Mayan discovery shows world won't end this year after all
New discovery in Guatemala dispels claims that the Mayan calendar predicts the end of the world in 2012.
The Washington Post
The ancient Mayans were masters of time, keepers of good calendars. And now we have one of their timekeepers' workrooms to prove it.
Archaeologists in Guatemala report the discovery of a small building whose walls display a stunningly preserved mural of a brightly adorned Mayan king and calendars that destroy any notion that the Mayans predicted the end of the world in 2012.
These deep-time calendars can be used to count thousands of years into the past and future, countering pop-culture and New Age ideas that Mayan calendars ended on Dec. 21, 2012, (or Dec. 23, depending on who's counting), thereby predicting the end of the world.
The newly found calendars, which track the motion of the moon, Venus and Mars, provide an unprecedented glimpse into how these storied sky-gazers — who dominated Central America for nearly 1,000 years — kept such accurate track of months, seasons and years.

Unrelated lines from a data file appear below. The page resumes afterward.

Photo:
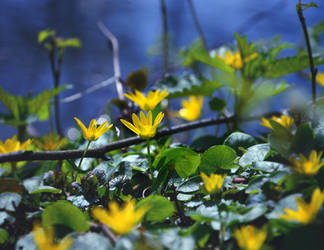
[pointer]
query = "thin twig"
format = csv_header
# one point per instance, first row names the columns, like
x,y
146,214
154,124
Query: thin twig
x,y
313,70
88,90
100,151
197,24
114,43
165,37
56,72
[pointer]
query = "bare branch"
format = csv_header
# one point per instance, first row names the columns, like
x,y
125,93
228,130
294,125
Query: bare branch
x,y
114,42
88,90
313,70
100,152
165,37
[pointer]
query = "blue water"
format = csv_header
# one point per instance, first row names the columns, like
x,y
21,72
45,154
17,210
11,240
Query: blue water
x,y
24,65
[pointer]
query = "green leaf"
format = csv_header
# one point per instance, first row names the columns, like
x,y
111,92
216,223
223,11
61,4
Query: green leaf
x,y
239,140
137,79
173,240
44,34
214,62
281,144
198,53
91,241
64,213
189,186
9,201
254,154
268,166
217,157
160,207
217,104
304,140
3,235
26,242
288,65
185,160
10,185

"What they're trying to do is understand the large cycles of cosmic time," said William Saturno, the Boston University archaeologist who led the expedition. "This is the space they're doing it in. It's like looking into da Vinci's workshop."
Before the new find, the best-preserved Mayan calendars were inscribed in bark-paged books called codices, the most famous being the Dresden Codex. But those pages hail from several hundred years later than the newly found calendars.
Saturno said researchers have long assumed the Mayans had worked out the cycles of the moons and planets much earlier, but no evidence of such work had been found.
But in 2010, an undergraduate student working with Saturno, Max Chamberlain, stumbled onto the house as the team began excavations at a Mayan city, Xultun, which, despite being known since 1915, had never been professionally excavated.
A quick excavation at the house revealed the back wall of the building, replete with a mural of a Mayan king, in bright blue, adorned with feathers and jewelry.
Saturno's team brushed off the wall and, "Ta-da!" he said. "A Technicolor, fantastically preserved mural. I don't know how it survived." Saturno emailed contacts at the National Geographic Society, which agreed to pay for a full excavation of the building.
The mural is the oldest known preserved Mayan painting.
Next to the king, a scribe holds a writing instrument.
Three mysterious figures wearing black also march across the wall. One is named "older brother obsidian."
Once the team uncovered several columns of red and black dots and dashes — the Mayans' numbering system — the meaning of these figures was almost immediately evident to David Stuart, one of the world's foremost experts in Mayan hieroglyphics. It was a lunar table, showing a 4,784-day cycle of the moon's phases.
The table is broken into 27 columns, each representing six lunar months. Each column is topped by the face of one of three moon gods: a jaguar, a skull or a woman. These three repeat. So by consulting the table, a priest could tell which moon god would preside over a particular date.
Want to know whether the king's birthday falls under a jaguar moon 10 years hence? A hundred? A thousand? Check the table.
On another wall sits a smaller set of four columns of figures. This second table was filled with huge numbers relating to how long it takes Mars and Venus to cross the sky and come back again.
This calendar spans some 7,000 years, heading much further into the future than the supposed 2012 doomsday date.
"Like a lot of ancient cultures, they were able with naked-eye astronomy to calculate the paths of the planets," Stuart said.
Heather McKillop, a Mayan expert at Louisiana State University who was not involved in the research, called the Xultun murals "stunning new evidence of the ancient origins of Maya astronomical record keeping, best known from later documents."
Tulane University's Marc Zender, another Mayan expert not involved in the work, said that "it's about as exciting as discovering lost manuscripts of a famous mathematician like Archimedes. It's an amazing privileged glimpse over their shoulders."
With the virtually unexplored city of Xultun containing hundreds of buildings stretching across at least 16 square miles of jungle, Saturno guesses that plenty of other surprises await excavation.
"It might take another two decades," he said.
He expects the world to still exist then. The Mayan calendar does start a new "long cycle," this year, but he equated that with the odometer on a car rolling over from 99,999 miles to zero: "You go, 'Yea,' but the car just doesn't disappear."
The discovery is detailed in this week's Science magazine and in the June issue of National Geographic.